The Hero who Foiled Holocaust Museum Massacre

This morning, my run took me by the U.S. Holocaust Memorial Museum.  I paid respect to the memorial that paid tribute to Officer Stephen Tyrone Johns, who died heroically in the line of duty on June 10 protecting the visitors and staff.

The attacker was a crazy anti-Semitic extremist who was intent on killing as many people as he could.  Thankfully, Officer Johns foiled the attack, while giving his life so others would live.

The memorial moved me so much, I decided to go inside to explore further the exhibits and hear their powerful, poignant stories.  I have been to the USHMM over a dozen times in the last several years, each time being moved in a different, special way, and today, was one such special day.

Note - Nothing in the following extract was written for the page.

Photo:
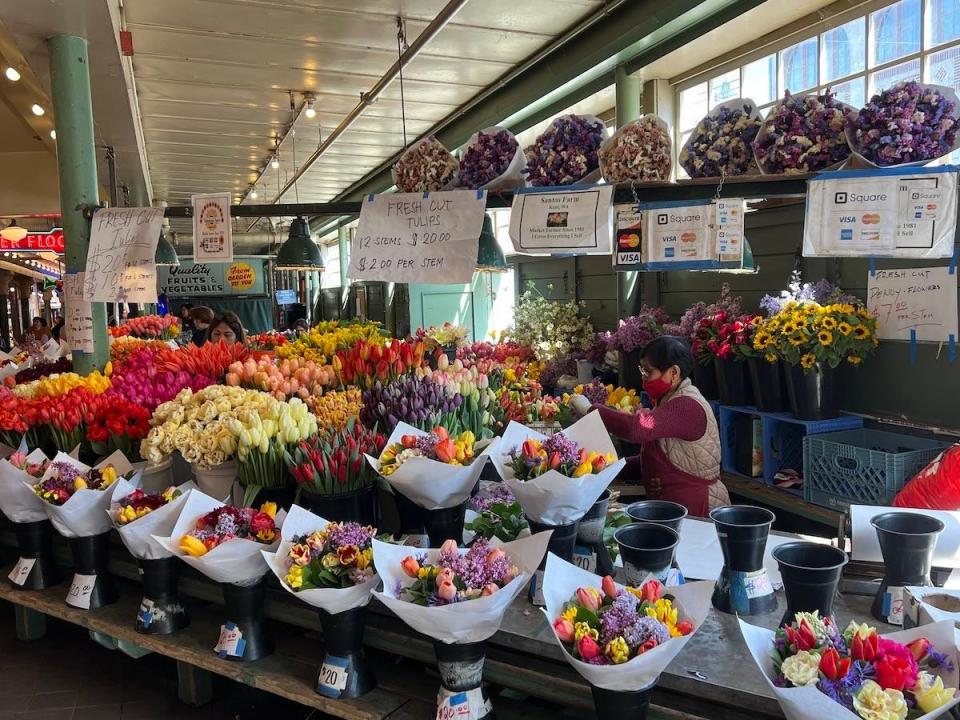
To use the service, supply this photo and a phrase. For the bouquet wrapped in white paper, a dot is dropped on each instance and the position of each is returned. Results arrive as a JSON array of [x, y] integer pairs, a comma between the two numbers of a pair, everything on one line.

Doing my small but significant part in lighting a candle signifying the liberation of the concentration camps and to honor the lives of approximately 6 million souls murdered in the Holocaust.

In this picture, you can see the symbolic steel rafters which I could see looking outside through a port hole.  On the left of the picture is the US flag flown in half-staff for Officer Stephen Tyrone Jones.

I have paid homage to these decrepit shoes from long-gone survivors and from those who were slain over a dozen times and perhaps hundreds more in my sleep.  Though they are made of tattered fabric, I feel that they are a natural extension of their bodies, or perhaps even their souls.

Each time, I walk away completely shattered and shaken to a million little bitty pieces, sometimes, not being able to sleep, without turning, tossing, and thinking deep within myself.

We are the shoes, we are the last witnesses. 

We are the shoes of grandchildren and grandfathers.
From Prague, Paris, and Amsterdam,
And because we are only made of fabric and leather
And not of blood and flesh, each one of us avoided the Hellfire.
Yiddish Poet – Moses Schulstein (1911-1981)

Last year, I had the sacred opportunity to visit Dachau.   This surreal visit to a real place where real lives were twisted and turned and thrown away like scattered ashes held no comparison to a memorial within walls.  It was so chilling to realize that upon these hallowed grounds, thousands upon thousands were cruelly exterminated.

When you enter through the tar-black wrought-iron gates, plain and eerily dull, you are immediately slapped with these simple and sinister words:  Arbeit Macht Frei, a German phrase that means: "Work brings Freedom".  Nothing can be further from the truth -- what a cruel and conniving statement fabricated by the unscrupulous and sinister Nazi.  These words will always reverberate in my mind.

On the east side of my run towards the Capitol, I was blessed by the beautiful artistic celebration of Peace, being held in the West Side of Capitol Hill.  The event called "Dancing for Peace" was billed as a way "to experience and express emotions and resolve inner conflicts bringing peace to the body and soul."

Two dancers from the Abigail School of Classical Ballet grace the Capitol with their majestic pose.

A classical Indian dancer in original vintage dress from the Konark Dance School, graces the US Capitol, overlooking the Reflecting Pool.

What a great and respectful way to start and end a beautiful day, running and absorbing the amazing streets of DC.